I started out by enlisting the help of my good friend and developer‑extraordinaire Filipe Pires to put together an algorithm that would take a certain number of players, along with some skill stats we got everyone to compile, and generate the most tightly balanced set of teams possible. It worked nicely for a while, but because we had to feed the algorithm all of the stats manually, it actually turned out to require more work than before, so we went looking for a way to automate the process somehow.
The answer was a small website where users could do it all: rate people they’ve played with according to a set of stats, create matches, invite other players, set up balanced teams, etc.
I had just started working at Odd Camp, where Ruby on Rails was king, so I took the chance to teach myself some Rails and started building what would eventually become Matcher.
But first, we needed a brand.
Quite frankly, this was one of the rare cases where the brand pretty much designed itself. For the logo, A2 Type’s outstanding Regular pulls most of the weight, only being complemented by a few scribbles that mimic coaching instructions. These follow a bit of a pattern but can be used in a number of different ways, keeping the logo recognizable but never boring.
As for the colour scheme, it’s ripped right off of the courts we used to play in. Perhaps unsurprisingly, I’ve come to realize these look more or less the same anywhere in the world, almost always using a combination of 2 out of 4 possible colours. By adding them all together, we had a brand palette.
With the brand settled, it was time to move on to the UI. I fully committed to a mobile‑first approach, designing the interface to feel as close to a native app as possible and then slowly scaling everything up so it looked good on larger screens as well. In all fairness, the app still ended up looking better on phones than it does on desktop, but I’m happy to report that it’s just as usable on every device—and all versions share the exact same set of features.

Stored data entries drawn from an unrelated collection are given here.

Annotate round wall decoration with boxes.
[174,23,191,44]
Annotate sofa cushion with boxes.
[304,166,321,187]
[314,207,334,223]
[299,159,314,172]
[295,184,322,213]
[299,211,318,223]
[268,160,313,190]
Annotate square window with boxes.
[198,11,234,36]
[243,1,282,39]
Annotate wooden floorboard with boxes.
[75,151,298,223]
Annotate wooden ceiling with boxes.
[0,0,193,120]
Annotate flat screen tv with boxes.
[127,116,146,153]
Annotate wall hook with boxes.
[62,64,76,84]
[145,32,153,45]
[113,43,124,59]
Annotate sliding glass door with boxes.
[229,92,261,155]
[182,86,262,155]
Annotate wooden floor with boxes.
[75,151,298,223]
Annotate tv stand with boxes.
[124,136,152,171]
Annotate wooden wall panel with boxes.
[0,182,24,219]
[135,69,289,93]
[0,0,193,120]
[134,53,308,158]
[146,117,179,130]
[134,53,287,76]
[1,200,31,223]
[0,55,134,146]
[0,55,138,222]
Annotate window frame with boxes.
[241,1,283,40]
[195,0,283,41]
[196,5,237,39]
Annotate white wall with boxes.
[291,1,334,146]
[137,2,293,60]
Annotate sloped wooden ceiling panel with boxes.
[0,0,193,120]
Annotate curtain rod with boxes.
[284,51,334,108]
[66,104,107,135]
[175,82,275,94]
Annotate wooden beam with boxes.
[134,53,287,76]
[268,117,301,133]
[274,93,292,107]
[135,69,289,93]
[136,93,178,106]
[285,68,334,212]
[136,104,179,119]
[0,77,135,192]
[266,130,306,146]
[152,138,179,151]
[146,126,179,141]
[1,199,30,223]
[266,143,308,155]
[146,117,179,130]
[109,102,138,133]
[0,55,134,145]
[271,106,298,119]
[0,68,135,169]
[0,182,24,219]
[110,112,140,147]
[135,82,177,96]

As soon as we had something that was barely usable, we started using it to schedule our own matches. Calling the first version we launched an MVP would be an overstatement, yet it worked surprisingly well for us so, after a few months of testing and improvements, I decided to open up a closed beta. I put together a small little promotional page for it and used MailChimp to set up a half‑baked beta sign‑up system.
Because it was still a bare‑bones app, hosted on a cheap Heroku server, I took a cautious approach and only let in small groups of users at a time, but the response was encouraging nonetheless. Sadly, the amount of time I could invest in it dwindled, and development eventually felt a lot like what our football matches used to be: slow, largely uneventful and slightly embarrassing (if still rewarding). It also didn’t help that I picked up a pretty nasty ankle injury, and stopped playing football for good—which took away part of my motivation to work on it. So I decided to sunset it in 2022.
For a humble sideproject, built to tackle a minor inconvenience in our day‑to‑day lives, Matcher turned out to be a very enriching process. It gave me the opportunity to get some hands‑on experience with Rails, at a time when I was increasingly in need of understanding it, and it provided an outlet for my desire to design and develop a product without middlemen.
But it also opened my eyes to what really is important about a service that’s targeted at consumers: that they want to use it.
Because I was meeting all of my users at least once a week—and because they had a lot to say about the product, as we were warming up before every match—I had a seemingly never‑ending supply of invaluable and brutally honest user feedback. Therein lies, who knows, the solution every PM’s been looking for. Just get your team to play football with your users—data will start pouring in immediately.